La presse célèbre alors l'homme responsable de cette avancée majeure, qui faciliterait grandement la cicatrisation et limiterait les risques de rejet. La nouvelle suscite un tel engouement que le très prestigieux Institut Karolinska lui offre un poste en 2010. Un an plus tard, le chirurgien décide de retenter l'expérience, avec une trachée en plastique cette fois-ci, également colonisée des cellules du receveur. Mais le succès n'est pas au rendez-vous. Deux des trois patients opérés à Stockholm décèdent des suites de l'intervention, le troisième dans un état très affaibli, mais la presse n'en est pas avertie. Ni le chirurgien, ni l'Institut Karolinska ne révèle cet échec.

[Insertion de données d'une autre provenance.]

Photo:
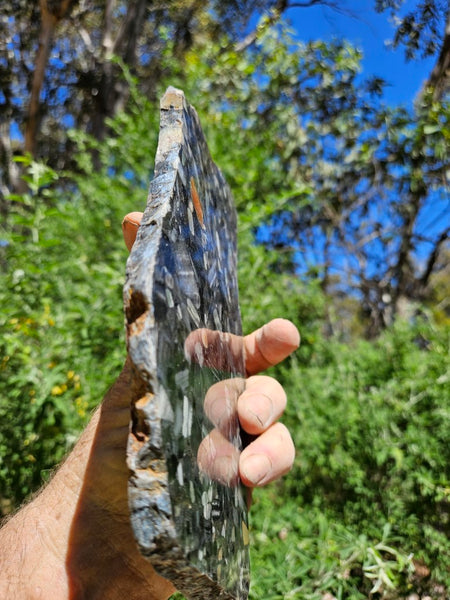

Et pour cause, Paolo Macchiarini n'aurait pas pris les précautions médicales requises : tester les prothèses sur des animaux avant de les expérimenter sur l'homme.

Motus et bouche cousue

Durant deux ans, le secret est bien gardé, notamment par Harriet Wallbreg-Henriksson, doyenne de l'établissement universitaire, puis par Anders Hamsten, son successeur. L'objectif étant de ne pas ternir la réputation de l'Institut. Il faut dire que, tout compte fait, le docteur Paolo Macchiarini n'était pas vraiment l'archétype du médecin fidèle à son serment d'Hippocrate : un rapport mené par l'IK lui-même sur ce chirurgien qui se compare au docteur Frankenstein – pas la meilleure des comparaisons – accuse ce dernier d'avoir déformé les bilans de suivi de ses patients en sa faveur, d'avoir falsifié son CV, d'avoir menti et violé des valeurs fondamentales d'éthique médicale. Le 23 mars 2016, l'IK finit par licencier le chirurgien, accusé d'homicides involontaires par la police suédoise, relate la revue médicale Science. L'homme encourt six ans de prison.

Les deux hauts placés de l'IK et du Comité Nobel, Wallberg et Hamsten, se retrouvent maintenant à leur tour dans l'œil du cyclone. Visés par une enquête rendue publique le 5 septembre 2016, le recrutement de Paolo Macchiarini leur est reproché, car constituant une grave erreur de jugement. Anders Hamsten se voit notamment reproché, comme le précise la revue Science, d'avoir volontairement mis aux oubliettes un rapport qui concluait que Macchiarini déformait les résultats de ses interventions chirurgicales à un degré constituant une faute.

Indignation de la communauté scientifique

Et c'est toute la communauté scientifique qui s'en retrouve ébranlée. "Notre confiance en ces deux personnes a été sérieusement endommagée […] Nous allons demander à Harriett Wallberg et à Anders Hamsten de quitter l'Assemblée Nobel", a déclaré le secrétaire du Comité Nobel, Thomas Perlmann, au média suédois TT. Bo Risberg, ancien président du comité d'éthique à l'IK, a estimé que ce scandale est assez grave pour "empêcher la tenue du Nobel en médecine pour au moins deux ans". Il trouve néanmoins opportun que l'argent économisé soit alloué aux familles des patients de Paolo Macchiarini. Pierre Delaere, professeur de chirurgie respiratoire à l'Université catholique de Louvain (Belgique), l'un des premiers à critiquer les travaux du Frankenstein italien, s'est confié à Sciences et Avenir. Selon lui, il s'agit de l'un des plus grands mensonges de l'histoire médicale : "J'espère que l'Institut Karolinska et l'Assemblée Nobel se remettront bientôt de cet immense scandale, que tous les résultats obtenus, qui ne sont fondés sur rien d'autre que des mensonges, seront invalidés. Il est également important que la recherche sur les cellules souches soit débarrassée de travaux irréalistes telles que la régénération d'une trachée artère ou d'un œsophage"

L'épilogue de cette histoire reste que les deux membres du Comité Nobel accusés ne peuvent en théorie pas être démis de leurs fonctions. Ils seront tout simplement écartés des activités de l'assemblée décisionnaire. Thomas Perlmann a tenu à préciser qu'"Harriet Wallberg et Anders Hamsten n'ont pas participé aux travaux pour désigner le prix Nobel de médecine 2016", qui sera remis le 10 décembre, comme chaque année.

Il n'aurait manqué plus que ça, tiens.